The brown-eyed boy looked around without enthusiasm; and from the others rose a disparaging chorus:
"There are more chances that you will set your own blood to running——" "Hallad once had the same belief in——" "Perhaps the water has blurred the Red-Head's memory so he thinks it was he who won the dwarfs' sword last winter."
The Red-Haired became also the Red-Cheeked; he was overgrown and undisciplined and his temper appeared to be hung as loosely as his limbs. "If you allow him to think," he cried, "that we twenty Greenlanders are afraid to fight him because he was bred in a Viking camp while we are farm-reared, I will challenge him where I stand." He was swelling his chest as if to devote his next breath to defiance, when he was prevented by Alrek of Norway himself.
"I will not fight you, but you may have your way about fencing," the young Viking consented, rising leisurely and laying aside his cloak of soldier scarlet. Emerging from its folds, it could be seen that besides his brownness he was distinguished among his companions for the soldierly erectness with which he bore his broad-shouldered thin-flanked young body, and the compactness of the muscles that played under his burnished skin with the strong grace of a young tiger's.
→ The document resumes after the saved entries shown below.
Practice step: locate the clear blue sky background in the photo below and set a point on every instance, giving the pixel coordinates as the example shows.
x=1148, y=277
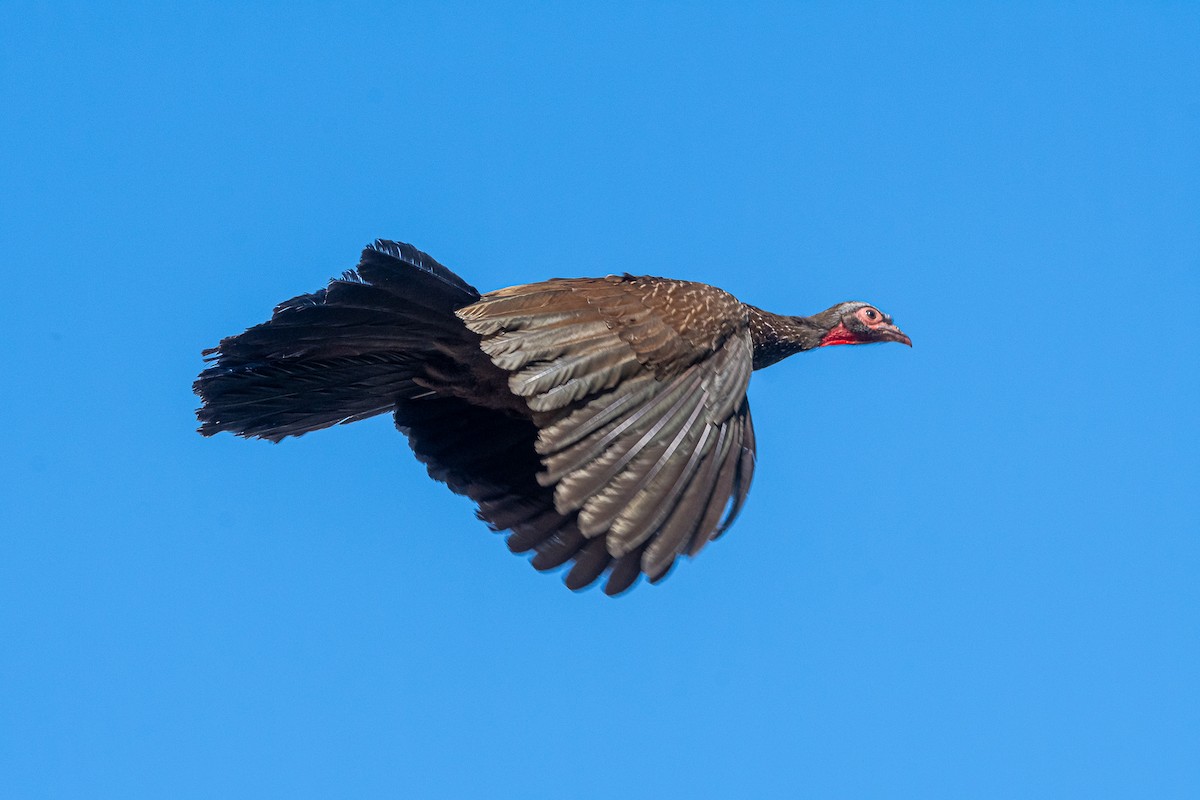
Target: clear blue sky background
x=966, y=570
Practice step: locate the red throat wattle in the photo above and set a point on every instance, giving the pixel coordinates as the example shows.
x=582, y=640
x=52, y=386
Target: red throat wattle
x=839, y=335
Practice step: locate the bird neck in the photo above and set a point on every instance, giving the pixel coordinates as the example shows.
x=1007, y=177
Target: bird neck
x=775, y=336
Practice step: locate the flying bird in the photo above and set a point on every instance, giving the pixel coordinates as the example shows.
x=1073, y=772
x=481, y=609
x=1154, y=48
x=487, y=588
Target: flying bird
x=601, y=421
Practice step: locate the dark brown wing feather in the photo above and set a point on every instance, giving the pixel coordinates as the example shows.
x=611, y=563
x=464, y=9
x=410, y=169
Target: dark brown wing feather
x=637, y=391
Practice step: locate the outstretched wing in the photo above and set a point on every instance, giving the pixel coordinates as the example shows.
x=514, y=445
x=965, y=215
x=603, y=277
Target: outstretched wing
x=637, y=391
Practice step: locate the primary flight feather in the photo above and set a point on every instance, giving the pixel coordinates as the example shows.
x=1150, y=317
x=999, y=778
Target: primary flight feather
x=603, y=421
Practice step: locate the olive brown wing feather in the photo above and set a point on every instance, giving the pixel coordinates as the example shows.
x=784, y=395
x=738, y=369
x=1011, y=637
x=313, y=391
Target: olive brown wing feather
x=642, y=432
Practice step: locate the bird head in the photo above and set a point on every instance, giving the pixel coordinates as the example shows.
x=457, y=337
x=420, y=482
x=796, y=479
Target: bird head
x=858, y=323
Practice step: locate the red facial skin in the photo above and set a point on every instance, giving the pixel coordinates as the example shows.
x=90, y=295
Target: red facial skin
x=879, y=329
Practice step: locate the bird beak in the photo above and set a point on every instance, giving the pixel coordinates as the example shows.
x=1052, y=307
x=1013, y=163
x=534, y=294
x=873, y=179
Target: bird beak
x=892, y=334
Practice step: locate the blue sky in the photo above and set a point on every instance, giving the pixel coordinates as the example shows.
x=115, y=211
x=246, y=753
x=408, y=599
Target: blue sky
x=965, y=570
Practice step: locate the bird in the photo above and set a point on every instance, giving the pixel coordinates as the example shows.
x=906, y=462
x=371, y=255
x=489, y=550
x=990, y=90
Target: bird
x=601, y=421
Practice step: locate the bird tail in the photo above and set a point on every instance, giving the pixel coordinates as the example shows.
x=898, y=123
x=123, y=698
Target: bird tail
x=341, y=354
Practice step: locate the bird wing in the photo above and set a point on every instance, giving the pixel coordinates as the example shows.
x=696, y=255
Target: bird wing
x=637, y=390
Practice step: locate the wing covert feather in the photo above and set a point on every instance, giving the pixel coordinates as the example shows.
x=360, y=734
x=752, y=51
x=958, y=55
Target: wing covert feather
x=643, y=426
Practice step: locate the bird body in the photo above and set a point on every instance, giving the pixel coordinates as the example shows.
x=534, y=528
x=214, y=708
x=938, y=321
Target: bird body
x=603, y=421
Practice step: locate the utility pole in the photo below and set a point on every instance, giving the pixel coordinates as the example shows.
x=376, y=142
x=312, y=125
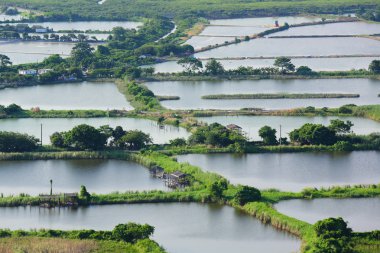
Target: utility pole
x=41, y=134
While he dug up his dwarf-made weapon from the mound of his clothing, the Red One ran up to the forecastle and kicked clear of ropes and garments a space in the center; and the loungers hitched themselves around to face the deck, and joined in elbowing off the swimmers as they came splashing in to see the sport.
Sport it unquestionably was at the beginning, for the camp-bred boy set the tune to a tripping measure that made the graceful blades seem to be kissing each other. Back and forth and up and down they went as in a dance, parry answering thrust so evenly that the ear grew to anticipate the clash and keep time to it as to music. But presently this very forbearance nettled the farm-bred lad so that he broke the rhythm with an unexpected stroke. Passing Alrek's guard, it opened a red wound upon his brown breast. He accepted it with a grimace as good-humored as his fencing, but his opponent was unwise enough to let fly a cry of triumph. Alrek's expression changed. The next time the Greenlander made use of that thrust, his blade was met with a force that jarred his arm to the shoulder. Under the hurt of it, he struck spitefully. Alrek answered in kind. Slowly, the even beat gave way to jerks of short sharp clatter, separated by pauses during which the two worked around each other with squaring mouths and kindling eyes.
With the beginning of the clatter, a short old man called Grimkel One-Eye and a long young man known as Hjalmar Thick-Skull, sitting at chess behind the mast, had put down their pieces to listen. Now, the discord continuing, old Grimkel left his place and strolled forward to the forecastle steps. Spying blood spots on the Greenlander's white shoulders, he made Alrek of Norway a sign of warning. But the Viking boy did not even see him.
Over the spectators such stillness had fallen that the scuffle and slap of the bare feet upon the boards sounded with sickening distinctness. The in-drawn breaths made a hiss when, more swiftly than eye could follow, Alrek's blade described a new curve which the other's sword could not meet. To save himself from being spitted, the Greenlander was forced to leap backward. Leaping, his back came against the gunwale with a crash which told that further retreat would be impossible. From the watchers burst a cry, but no recollection relaxed the terrible intentness of the young Viking's eyes as a second time he drew back his arm to speed that lightning stroke. The Red One's rashness would have been his bane if the old man had not sprung upon the deck and caught Alrek's elbow.
"Do you remember that you are playing?" he growled.